There’s a standard proof that $\sqrt{2}$ is irrational:

  • Suppose $\sqrt{2} = \frac{p}{q}$, where $p$ and $q$ are coprime ((every fraction can be written this way));
  • Then $q\sqrt{2} = p$, so $2q^2 = p^2$. Hence, $p^2$ is even – which can only be the case if $p$ is even.
  • So, letting $p = 2r$, $2q^2 = 4r^2$, or $q^2 = 2r^2$. That means $q$ is also even – contradicting the assumption that $p$ and $q$ are coprime.

All well and good, whoever discovered that deserves a nice swim in the Mediterranean.

But that’s not the end of the story. As mathematicians, we are – or should be – always looking for different ideas, different tools, different ways to approach problems.

There are other ways to prove that $\sqrt{2}$ is irrational. My dear friend @colinthemathmo tooted one such:

A “new to me” proof that $\sqrt{2}$ is irrational, found by Sergey Markelov while still in high school.

In the decimal system, a square of an integer may only end in 0, 1, 4, 5, 6, or 9, whereas twice a square may only end with 0,2,8. So if $a^2=2b^2$, both $a$ and $b$ must end with 0.

This triggers an infinite descent which proves that this is impossible, and so $a^2=2b^2$ has no solutions in [positive] integers, hence 2 is never the square of a rational.

That’s quite lovely! It’s even quicker if you work base 3 rather than base 10:

  • In the ternary system, a square of an integer may only end in 0 or 1, and twice a square may only end in 0 or 2. So, if $a^2 = 2b^2$, both $a$ and $b$ must end with 0.
  • This triggers an infinite descent which proves that this is impossible, and so $a^2=2b^2$ has no solutions in positive integers, hence 2 is never the square of a rational.

(As I write this up, I notice that it also works in base 2! Continual refinement. Lovely stuff.)

However! Those proofs all feel morally the same. I have a couple of other proofs I like.

(1) Factors

The first is based on the fundamental theorem of arithmetic: every positive integer can be written in exactly one way as $\br{2^{k_2}} \br{3^{k_3}} \br{5^{k_5}} \br{7^{k_7}}\dots$, where the bases are the prime numbers and the exponents are non-negative integers. ((Removing the last restriction gives you the positive rationals, but we’re not doing that today.))
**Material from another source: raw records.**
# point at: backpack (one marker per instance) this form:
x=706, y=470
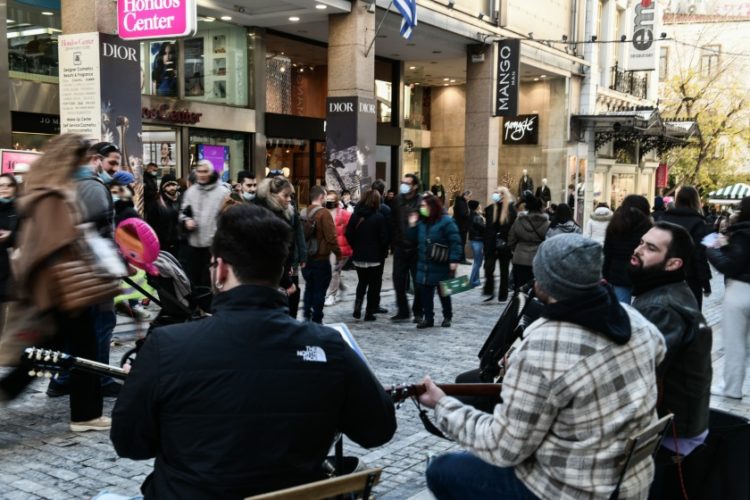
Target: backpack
x=309, y=230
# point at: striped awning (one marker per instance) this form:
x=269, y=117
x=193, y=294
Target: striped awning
x=733, y=192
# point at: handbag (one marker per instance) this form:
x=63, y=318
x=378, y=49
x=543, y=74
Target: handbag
x=439, y=252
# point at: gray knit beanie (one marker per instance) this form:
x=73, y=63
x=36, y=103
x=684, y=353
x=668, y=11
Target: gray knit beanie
x=568, y=265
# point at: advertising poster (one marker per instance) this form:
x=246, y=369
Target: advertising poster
x=80, y=97
x=217, y=155
x=164, y=69
x=12, y=158
x=350, y=144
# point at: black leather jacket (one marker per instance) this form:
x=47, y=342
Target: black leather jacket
x=685, y=374
x=733, y=260
x=244, y=402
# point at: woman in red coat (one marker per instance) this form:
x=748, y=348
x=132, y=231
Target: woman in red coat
x=341, y=218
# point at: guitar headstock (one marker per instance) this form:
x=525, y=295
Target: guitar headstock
x=47, y=363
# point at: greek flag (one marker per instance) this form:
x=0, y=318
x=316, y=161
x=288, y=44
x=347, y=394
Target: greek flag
x=408, y=9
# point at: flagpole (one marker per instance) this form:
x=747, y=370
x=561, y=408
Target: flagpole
x=377, y=30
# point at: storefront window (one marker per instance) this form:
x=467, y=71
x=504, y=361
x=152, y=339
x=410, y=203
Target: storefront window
x=32, y=40
x=214, y=65
x=417, y=107
x=296, y=77
x=299, y=160
x=225, y=150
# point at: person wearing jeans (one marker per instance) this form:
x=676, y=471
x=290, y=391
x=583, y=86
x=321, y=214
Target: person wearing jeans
x=317, y=271
x=476, y=237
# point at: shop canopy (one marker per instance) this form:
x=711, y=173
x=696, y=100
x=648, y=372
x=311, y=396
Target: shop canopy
x=729, y=195
x=644, y=126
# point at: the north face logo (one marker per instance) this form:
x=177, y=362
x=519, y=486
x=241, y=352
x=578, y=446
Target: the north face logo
x=313, y=353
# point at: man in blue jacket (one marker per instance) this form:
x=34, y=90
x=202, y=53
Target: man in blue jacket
x=248, y=400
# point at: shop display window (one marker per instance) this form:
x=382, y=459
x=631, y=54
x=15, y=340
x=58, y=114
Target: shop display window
x=32, y=40
x=296, y=77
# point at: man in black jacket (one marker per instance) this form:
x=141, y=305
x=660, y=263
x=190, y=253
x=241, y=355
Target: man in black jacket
x=662, y=295
x=248, y=400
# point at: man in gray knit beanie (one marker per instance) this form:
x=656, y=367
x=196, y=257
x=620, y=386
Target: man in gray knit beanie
x=568, y=266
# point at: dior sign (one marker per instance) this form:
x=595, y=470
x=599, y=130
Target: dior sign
x=521, y=129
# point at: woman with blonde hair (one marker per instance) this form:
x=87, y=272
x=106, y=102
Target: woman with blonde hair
x=277, y=194
x=499, y=216
x=49, y=208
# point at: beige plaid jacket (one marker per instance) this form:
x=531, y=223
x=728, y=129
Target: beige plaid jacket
x=571, y=399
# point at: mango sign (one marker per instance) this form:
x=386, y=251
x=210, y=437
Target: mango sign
x=144, y=19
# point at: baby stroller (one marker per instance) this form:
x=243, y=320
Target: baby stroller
x=177, y=300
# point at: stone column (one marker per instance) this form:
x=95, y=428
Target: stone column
x=482, y=132
x=351, y=120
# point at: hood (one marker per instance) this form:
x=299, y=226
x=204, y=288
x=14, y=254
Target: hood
x=602, y=214
x=599, y=311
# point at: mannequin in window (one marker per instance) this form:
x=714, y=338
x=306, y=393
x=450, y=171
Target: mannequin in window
x=164, y=71
x=525, y=184
x=543, y=193
x=438, y=190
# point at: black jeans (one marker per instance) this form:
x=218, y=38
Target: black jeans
x=404, y=266
x=77, y=332
x=317, y=274
x=428, y=294
x=522, y=275
x=369, y=282
x=489, y=272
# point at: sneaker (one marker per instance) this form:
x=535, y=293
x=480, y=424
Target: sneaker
x=57, y=391
x=95, y=424
x=111, y=390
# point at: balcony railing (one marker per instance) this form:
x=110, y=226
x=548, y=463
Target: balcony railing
x=629, y=82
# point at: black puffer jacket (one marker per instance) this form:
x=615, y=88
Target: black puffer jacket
x=697, y=269
x=686, y=371
x=367, y=234
x=244, y=402
x=733, y=259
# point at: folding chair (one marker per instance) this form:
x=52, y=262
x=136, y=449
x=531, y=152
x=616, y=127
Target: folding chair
x=641, y=446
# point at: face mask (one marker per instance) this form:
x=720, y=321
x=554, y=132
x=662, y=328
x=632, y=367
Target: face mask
x=105, y=177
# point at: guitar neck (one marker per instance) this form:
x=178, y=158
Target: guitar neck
x=97, y=368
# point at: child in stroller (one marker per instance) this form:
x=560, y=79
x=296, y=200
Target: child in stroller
x=177, y=301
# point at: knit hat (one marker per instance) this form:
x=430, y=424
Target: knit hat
x=123, y=178
x=568, y=266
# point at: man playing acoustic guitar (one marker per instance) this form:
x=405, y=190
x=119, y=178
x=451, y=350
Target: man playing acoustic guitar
x=248, y=400
x=579, y=385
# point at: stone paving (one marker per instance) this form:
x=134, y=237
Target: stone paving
x=41, y=458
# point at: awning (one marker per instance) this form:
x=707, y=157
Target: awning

For a square number, $p^2$, all of the $k_p$s must be even.

But for $2p^2$, $k_2$ is odd, so $2p^2$ is not a square.

(2) Continued fractions

(This is not obviously based on continued fractions, but it’s where I got the idea. It is not a new proof – but rediscovering things is one of the joys of maths.)

  • Suppose $\sqrt{2} = \frac{p}{q}$ with the fraction in lowest form. Since $1 < \sqrt{2} < 2$, $q < p < 2q$.
  • Consider $\frac{2q - p}{p-q} = \frac{2q - q\sqrt{2}}{q\sqrt{2}-q}$
  • $\dots = \frac{2-\sqrt{2}}{\sqrt{2}-1} = \sqrt{2}$
  • But $2q - p < p$ (because $p>q$) and $q-p < q$, contradicting the assumption that the fraction is in lowest form.

When I tweeted this, I was sent proofs without words by @hartkp and @daveinstpaul, the tidier of which I include here:

Do you have any other favourite irrationality-of-$\sqrt{2}$ proofs? I’d love to hear about them!

@hartkp has obliged with the following (I paraphrase):

Suppose $m$ is the smallest positive integer such that $m\sqrt{2}$ is an integer. Consider $n = m\sqrt{2}-m$. By supposition, this is a positive integer, and smaller than $m$ because $1 <\sqrt{2}<2$. However, $n\sqrt{2} = 2m - m\sqrt{2}$, which (again by supposition) is a positive integer. This contradicts our supposition, which must therefore be false.

  • Edited 2022-07-25 to add @hartkp’s proof and correct a twitter handle.